The cold heat burrows in the nostril,
Digging for ore, flesh, and gold.
Through wire nets and iron bars, austral
Winds shimmy and blow, rudely and bold.
Faraway carpenters nail and hammer,
School children fill the air with shrill laughter.
Rumbling generators spit soot ejaculate;
a Bronze Mannikin in the awning perfects a determined gait.
The power goes off, the power comes on:
Dying and living at intervals.
Pantomime dance of the Nigerian life, drawn
In pastels of incompetence and linseed oils.
I am the good that exists in spots,
I am the darkness that overruns.
When harmattan comes, the earth hardens;
Bloom cedes to gloom and wilting gardens.
Aanuoluwapo Adesina (2024)

Aanuoluwapo Adesina is a Nigerian poet and writer.
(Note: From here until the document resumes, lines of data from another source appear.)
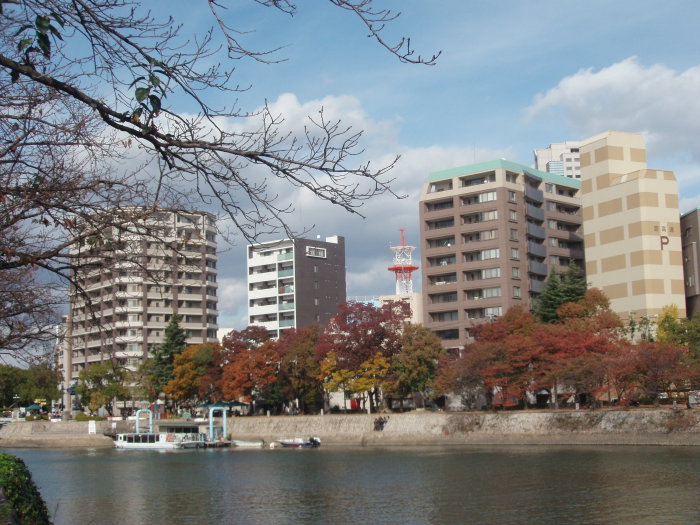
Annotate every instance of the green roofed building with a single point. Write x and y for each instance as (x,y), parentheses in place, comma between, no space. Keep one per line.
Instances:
(490,234)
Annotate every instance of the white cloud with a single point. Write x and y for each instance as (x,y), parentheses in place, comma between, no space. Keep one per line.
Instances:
(655,100)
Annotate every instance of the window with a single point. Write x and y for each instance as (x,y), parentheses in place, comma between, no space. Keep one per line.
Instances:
(491,292)
(490,273)
(493,253)
(444,223)
(312,251)
(493,311)
(444,316)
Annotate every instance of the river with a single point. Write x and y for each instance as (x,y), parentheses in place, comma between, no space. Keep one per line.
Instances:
(338,486)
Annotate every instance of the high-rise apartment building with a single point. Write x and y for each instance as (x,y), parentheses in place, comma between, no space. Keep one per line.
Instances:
(561,158)
(632,226)
(133,283)
(295,282)
(490,235)
(690,240)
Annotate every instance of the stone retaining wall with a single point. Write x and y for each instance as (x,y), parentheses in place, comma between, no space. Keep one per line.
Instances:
(615,427)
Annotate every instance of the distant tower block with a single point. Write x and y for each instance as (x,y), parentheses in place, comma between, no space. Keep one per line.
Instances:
(403,266)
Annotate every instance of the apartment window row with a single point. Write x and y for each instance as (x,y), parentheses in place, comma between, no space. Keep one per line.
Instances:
(488,196)
(483,235)
(444,223)
(440,205)
(474,180)
(312,251)
(471,313)
(483,216)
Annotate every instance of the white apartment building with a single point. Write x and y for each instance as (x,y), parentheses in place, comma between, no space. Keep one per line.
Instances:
(135,281)
(295,282)
(561,158)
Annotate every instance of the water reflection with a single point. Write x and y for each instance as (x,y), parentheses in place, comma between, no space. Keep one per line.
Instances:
(505,485)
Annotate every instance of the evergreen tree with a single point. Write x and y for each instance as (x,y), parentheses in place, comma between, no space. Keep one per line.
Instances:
(551,298)
(573,284)
(161,369)
(567,287)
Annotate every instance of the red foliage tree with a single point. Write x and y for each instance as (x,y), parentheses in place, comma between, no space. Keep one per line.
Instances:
(250,364)
(360,330)
(299,369)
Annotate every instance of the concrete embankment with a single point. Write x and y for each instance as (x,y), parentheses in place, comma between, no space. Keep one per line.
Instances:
(604,427)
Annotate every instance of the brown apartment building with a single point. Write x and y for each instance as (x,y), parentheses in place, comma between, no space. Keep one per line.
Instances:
(490,235)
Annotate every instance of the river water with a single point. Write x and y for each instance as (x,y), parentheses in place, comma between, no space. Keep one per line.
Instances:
(338,486)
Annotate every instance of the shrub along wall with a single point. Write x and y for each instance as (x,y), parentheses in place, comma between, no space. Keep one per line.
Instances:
(22,503)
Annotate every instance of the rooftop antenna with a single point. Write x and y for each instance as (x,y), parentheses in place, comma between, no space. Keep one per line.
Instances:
(403,266)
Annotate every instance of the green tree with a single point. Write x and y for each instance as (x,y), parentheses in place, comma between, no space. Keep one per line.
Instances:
(415,367)
(101,384)
(560,288)
(160,369)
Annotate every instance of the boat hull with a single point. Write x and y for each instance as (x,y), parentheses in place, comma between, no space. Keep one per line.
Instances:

He currently serves as Founder and Editor of The Olugbon Review— a literary and art magazine created to curate the unheard voices and unseen crafts of young writers and artists without a platform of their own or mainstream exposure. He is a graduate of the Creative Writing MFA program at Butler University, Indiana. His works have appeared in Brittle Paper, ROPES Literary Journal, Kalahari Review, and elsewhere. He enjoys writing, bowling, and taking walks in his leisure.